Mam wrażenie, że szef
nie wymaga od nas tyle, co my sami od siebie. Mało, chcemy zmusić siebie
nawzajem do robienia głupich posunięć!
*
Poznałem Bossa. Facet
ma 62 lata, a wygląda na 50. Pochodzi ze Sri Lanki. Dogaduję się z nim łamaną
angielszczyzną.
Po polsku potrafi kląć
równie dobrze jak moi rodacy. Nie wiem tylko czy rozumie to, co mówi. Czuję, że
gdyby rozumiał sens tych słów, unikałby takiego słownictwa. Facet pracuje
spokojnie, nie generuje żadnej nerwowości. Step by step! Fajnie byłoby pracować
z takimi ludźmi.

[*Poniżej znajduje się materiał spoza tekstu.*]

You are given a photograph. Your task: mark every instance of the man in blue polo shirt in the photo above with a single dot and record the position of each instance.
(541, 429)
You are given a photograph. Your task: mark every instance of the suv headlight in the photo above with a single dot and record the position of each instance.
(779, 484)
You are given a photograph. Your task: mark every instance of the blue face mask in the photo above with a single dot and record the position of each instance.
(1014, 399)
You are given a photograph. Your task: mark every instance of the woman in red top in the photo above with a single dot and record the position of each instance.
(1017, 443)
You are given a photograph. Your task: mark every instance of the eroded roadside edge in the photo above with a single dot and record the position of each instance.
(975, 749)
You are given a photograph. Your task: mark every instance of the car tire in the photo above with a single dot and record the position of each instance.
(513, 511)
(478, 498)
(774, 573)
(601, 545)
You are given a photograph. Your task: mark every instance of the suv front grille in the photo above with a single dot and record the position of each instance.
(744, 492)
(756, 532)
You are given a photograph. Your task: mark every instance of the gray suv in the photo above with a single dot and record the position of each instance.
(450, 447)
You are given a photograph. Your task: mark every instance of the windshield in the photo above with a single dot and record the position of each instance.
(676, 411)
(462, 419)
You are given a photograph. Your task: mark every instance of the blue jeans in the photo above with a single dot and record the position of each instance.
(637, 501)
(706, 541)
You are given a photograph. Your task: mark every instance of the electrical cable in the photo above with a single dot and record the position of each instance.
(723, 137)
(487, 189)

Więcej byśmy zrobili, niż robimy, kiedy słychać polski głos
dezaprobaty i ciągłe poganianie siebie nawzajem.
*
Podczas przerwy znów słyszę
od znajomego, że długo nie pociągnę na „suchym”.
Odpowiadam, że chińskie
zupki nie są zdrowsze od suchego jedzenia.
Ale to ciepłe jedzenie,
pada w odpowiedzi.
Tu nie ma tłumaczenia.
Tu każdy jest
najmądrzejszy.
Może w związku z moją
uwagą co do chińskich zupek pracowałem dzisiaj tylko do przerwy, czyli do 1230.
Po przerwie do pracy poszedł tylko Karol uważający się za naszego przełożonego.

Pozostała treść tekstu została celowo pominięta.